Dermatitis Herpetiformis

Natalia Plotnikova, BS; Jami L. Miller, MD


Skin Therapy Letter. 2013;18(3) 

In This Article

Abstract and Introduction


Dermatitis herpetiformis (DH) is an autoimmune, pleiomorphic, papulovesicular disorder associated with celiac disease and gluten sensitivity. DH is characterized by subepidermal bullae on hematoxylin and eosin staining and granular immunoglobulin A deposits in the dermal papillae using the direct immunofluorescence method. Antibodies to tissue transglutaminase and epidermal transgulatminase can be measured serologically, although biopsy is still required for definitive diagnosis of DH. Gluten free diet (GFD) is the first-line therapeutic approach that can alleviate both cutaneous and intestinal manifestations of this condition, while dapsone and sulfones target the skin eruption only. Combined therapy with GFD and dapsone is an initial treatment of choice to control the cutaneous manifestations of DH. This article will provide a comprehensive review of DH, including its epidemiology, clinical and pathological findings, diagnostic evaluation, and management.

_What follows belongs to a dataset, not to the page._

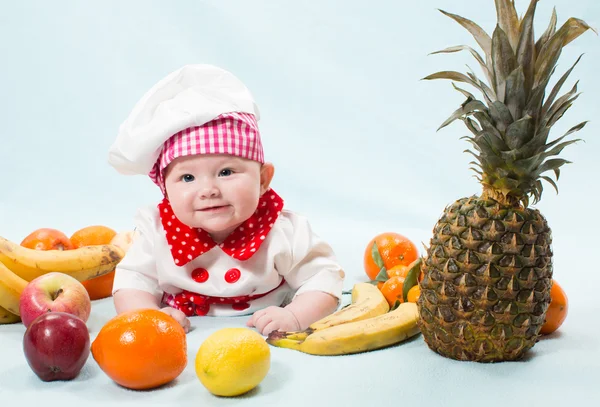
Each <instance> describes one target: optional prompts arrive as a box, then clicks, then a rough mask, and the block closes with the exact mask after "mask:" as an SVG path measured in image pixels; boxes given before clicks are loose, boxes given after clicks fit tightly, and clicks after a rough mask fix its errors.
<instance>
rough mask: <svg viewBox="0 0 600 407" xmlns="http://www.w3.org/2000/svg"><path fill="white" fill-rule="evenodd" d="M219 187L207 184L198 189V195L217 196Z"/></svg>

Dermatitis herpetiformis (DH), a cutaneous manifestation of celiac disease (CD), was first described by Louis Adolphus Duhring in 1884.[1] DH is a chronic, polymorphous, pruritic skin disease with a male predominance of 1.44:1 to 2:1 that generally presents in the fourth decade, although it has been reported in patients as young as 2 and as old as 90 years of age.[2,3] DH is most common in Caucasians of northern European descent with a prevalence of 11.2 and an incidence of 0.98% per 100,000 people.[2] Cutaneous manifestations include grouped papulovesicles on an erythematous base with excoriations, crusts, and occasional lichenification due to scratching. Symmetric distribution on the extensor surfaces of the elbows and knees, back, scalp (often posterior hairline) and buttocks is most common (Figure 1). Less often, purpura can be present on fingers and toes.[4]

Figure 1.

Symmetric excoriated papules on the lower back.